Things have value for different reasons - Home Depot has value for its stores and employees: even though it is relatively conceptually simple to build retail outlets and hire people to staff them it still is a major undertaking that takes time. A place like BD is mainly valuable for the knowledge and capabilities of the existing employees/technology.
Being bought for the users (as with Salesforce buying Slack) vs being bought for the knowledge and tooling (many of Apple’s acquihires come to mind).
There is value in Boston Dynamics, but will take long time till they create mass market products. They will have specialized products for special areas, but those will be small series, where running production is expensive and a high margin isn't possible. (If a human is cheaper than the machine there is little reason to buy the machine)

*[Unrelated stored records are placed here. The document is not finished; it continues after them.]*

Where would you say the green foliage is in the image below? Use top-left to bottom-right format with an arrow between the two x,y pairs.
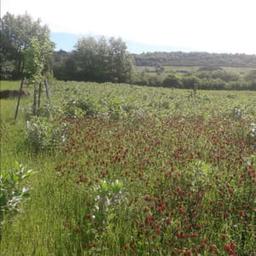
0,81 -> 256,256
0,13 -> 53,79
0,162 -> 33,238
24,37 -> 53,83
53,37 -> 132,82
26,117 -> 67,152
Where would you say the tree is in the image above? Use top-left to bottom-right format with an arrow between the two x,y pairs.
0,13 -> 53,79
54,36 -> 133,82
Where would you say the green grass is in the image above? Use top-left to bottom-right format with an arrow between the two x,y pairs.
0,82 -> 256,256
136,66 -> 254,74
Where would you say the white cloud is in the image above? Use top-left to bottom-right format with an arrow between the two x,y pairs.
2,0 -> 256,53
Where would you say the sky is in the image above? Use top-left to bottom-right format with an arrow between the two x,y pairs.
1,0 -> 256,54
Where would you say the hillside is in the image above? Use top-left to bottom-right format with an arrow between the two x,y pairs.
133,52 -> 256,67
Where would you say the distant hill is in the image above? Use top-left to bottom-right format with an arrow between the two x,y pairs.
133,52 -> 256,68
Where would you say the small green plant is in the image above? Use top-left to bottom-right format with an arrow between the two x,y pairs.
26,117 -> 67,152
93,180 -> 125,226
0,163 -> 33,238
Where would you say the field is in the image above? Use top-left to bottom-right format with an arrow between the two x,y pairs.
0,81 -> 256,256
136,66 -> 255,75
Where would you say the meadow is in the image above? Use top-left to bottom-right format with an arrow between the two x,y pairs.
0,81 -> 256,256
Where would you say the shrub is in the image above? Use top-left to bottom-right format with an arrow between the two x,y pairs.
0,163 -> 33,238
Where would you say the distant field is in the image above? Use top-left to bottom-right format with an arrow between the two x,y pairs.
0,81 -> 256,256
136,66 -> 256,74
0,81 -> 20,91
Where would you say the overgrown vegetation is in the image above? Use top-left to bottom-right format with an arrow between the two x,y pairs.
1,79 -> 256,255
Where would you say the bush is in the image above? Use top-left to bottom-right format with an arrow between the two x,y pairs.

Value for WhatsApp comes from the fact that it threatened Facebook's business model. If people use other than their products they have an issue. There is also an option for revenue growth (not only ads, but also payment processing etc.) Question is how that will play out with current outcry regarding Terms of service changes ... whether that will have an impact. But for Facebook certainly valuable decision.
Slack and Salesforce is more interesting. There is of course the market - others tried to acquire Slack as well, driving the price up. How much it will bring Salesforce (also in Cross-Sales "hey, want some CRM which integrates well with Slack? We have something!") is to be seen ...
I have no idea whether Hyundai made a good deal for itself, but I think it's healthy to approach any acquisition or valuation with skepticism.
Corporate M&A seems especially affected by misperception and bad incentives. Executives often want to expand their kingdoms, even at the expense of shareholders. They also suffer from "shiny new object" syndrome - buying whatever's sexy.
Potentially worse, there's the "winner's curse" in auctions. About 7 years ago, Joseph A. Bank tried to buy its larger competitor, Men's Wearhouse. Men's Wearhouse then surprised Bank's execs by making a counter-offer. They got into a bidding war against each other, neither side wanting to "lose," with Men's Wearhouse "winning" by buying its smaller competitor for $1.8B. And we know, even pre-pandemic, how that story turned out!
Point is: don't weigh too heavily what other people will pay for a company today... weigh more what your analysis suggests the company will produce in the future (not what other people will pay in the future).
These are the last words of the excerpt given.